Frequency is measured in cycles (vibrations) per second, the units of measurement being named after scientist Heinrich Rudolf Hertz. A standard tuning fork defines the note A above middle C as 440 cycles per second, or 440Hz. Non-standard forks can also be bought.

If Ut has a frequency of 8 times x then Re is 9x, and Mi is 10x. The same relations bind Fa with Sol and La: if Fa is 8y, Sol is 9y and La is 10y. Furthermore, with Fa at 8y, Ut will be 6y; a relationship of 4 to 31. To put them all in a tidy line, we need to use bigger numbers.

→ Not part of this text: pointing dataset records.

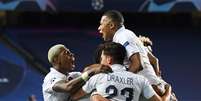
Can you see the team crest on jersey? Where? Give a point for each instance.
(52, 80)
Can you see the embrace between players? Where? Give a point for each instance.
(126, 69)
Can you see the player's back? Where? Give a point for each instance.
(120, 85)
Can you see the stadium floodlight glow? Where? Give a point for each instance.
(97, 4)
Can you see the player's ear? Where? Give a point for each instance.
(109, 60)
(112, 25)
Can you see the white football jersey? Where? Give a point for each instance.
(133, 45)
(120, 85)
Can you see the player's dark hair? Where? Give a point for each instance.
(116, 51)
(115, 16)
(98, 51)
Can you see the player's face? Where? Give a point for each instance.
(66, 59)
(105, 28)
(104, 59)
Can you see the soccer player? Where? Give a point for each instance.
(56, 85)
(112, 29)
(121, 85)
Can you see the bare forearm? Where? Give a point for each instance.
(135, 64)
(69, 86)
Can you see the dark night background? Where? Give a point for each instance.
(26, 36)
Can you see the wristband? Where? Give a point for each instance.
(85, 76)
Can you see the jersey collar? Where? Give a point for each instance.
(118, 67)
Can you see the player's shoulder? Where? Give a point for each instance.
(98, 76)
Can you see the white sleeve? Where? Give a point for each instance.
(148, 91)
(50, 83)
(90, 85)
(73, 75)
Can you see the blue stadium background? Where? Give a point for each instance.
(26, 33)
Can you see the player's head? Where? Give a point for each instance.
(98, 51)
(110, 22)
(113, 53)
(61, 58)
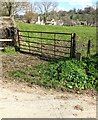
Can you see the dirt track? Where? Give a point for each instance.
(20, 101)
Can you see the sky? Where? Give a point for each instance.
(70, 4)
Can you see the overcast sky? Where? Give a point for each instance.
(70, 4)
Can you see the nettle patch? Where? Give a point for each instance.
(65, 74)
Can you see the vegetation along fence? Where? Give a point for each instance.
(47, 44)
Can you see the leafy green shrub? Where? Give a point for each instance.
(66, 74)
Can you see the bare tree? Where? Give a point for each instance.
(29, 16)
(45, 8)
(14, 6)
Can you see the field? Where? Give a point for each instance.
(83, 34)
(66, 74)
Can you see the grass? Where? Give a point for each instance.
(83, 34)
(69, 74)
(8, 50)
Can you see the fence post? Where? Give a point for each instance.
(18, 41)
(88, 47)
(73, 46)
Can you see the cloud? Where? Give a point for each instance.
(81, 3)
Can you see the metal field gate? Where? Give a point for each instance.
(47, 44)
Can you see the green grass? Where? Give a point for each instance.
(83, 34)
(8, 50)
(69, 74)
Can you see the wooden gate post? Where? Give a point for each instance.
(88, 47)
(18, 47)
(73, 46)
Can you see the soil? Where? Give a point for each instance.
(18, 100)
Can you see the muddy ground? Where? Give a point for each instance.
(19, 100)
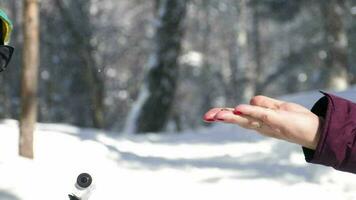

Taking x for granted from now on, we get these harmonious proportions:

La 40 
Sol 36 
Fa 32 
Mi 30 
Re 27 
Ut 24

Now comparing those numbers we see that:

Ut-Re and Fa-Sol are both 8:9
Re-Mi and Sol-La are both 9:10
Ut-Mi and Fa-La are both 4:5
Ut-Fa, Re-Sol and Mi-La are all 3:4
Ut-Sol is 2:3
Ut-La is 3:5
Furthermore, the relation of any note to its octave above (e.g. C-c, D-d) is always 1:2.

Harmony everywhere! Well, almost: the only pairs whose relationships don't reduce to smaller numbers are Re-Fa and Re-La.

The names given to the intervals are: 1:2 perfect octave 
2:3 perfect fifth 
3:4 perfect fourth 
4:5 major third 
5:6 minor third 
8:9 greater tone 
9:10 lesser tone 
15:16 diatonic semitone2

By tradition, the thirds, fourths, fifths and octaves are concordant3, and the tones and semitones are discords, when two notes are sounded together. The same consonances and dissonances apply to the inversion of each interval, that is, the intervals occurring when one of a pair of notes is flipped to its octave - making thirds become sixths and seconds become sevenths; sixths are concords, sevenths discords.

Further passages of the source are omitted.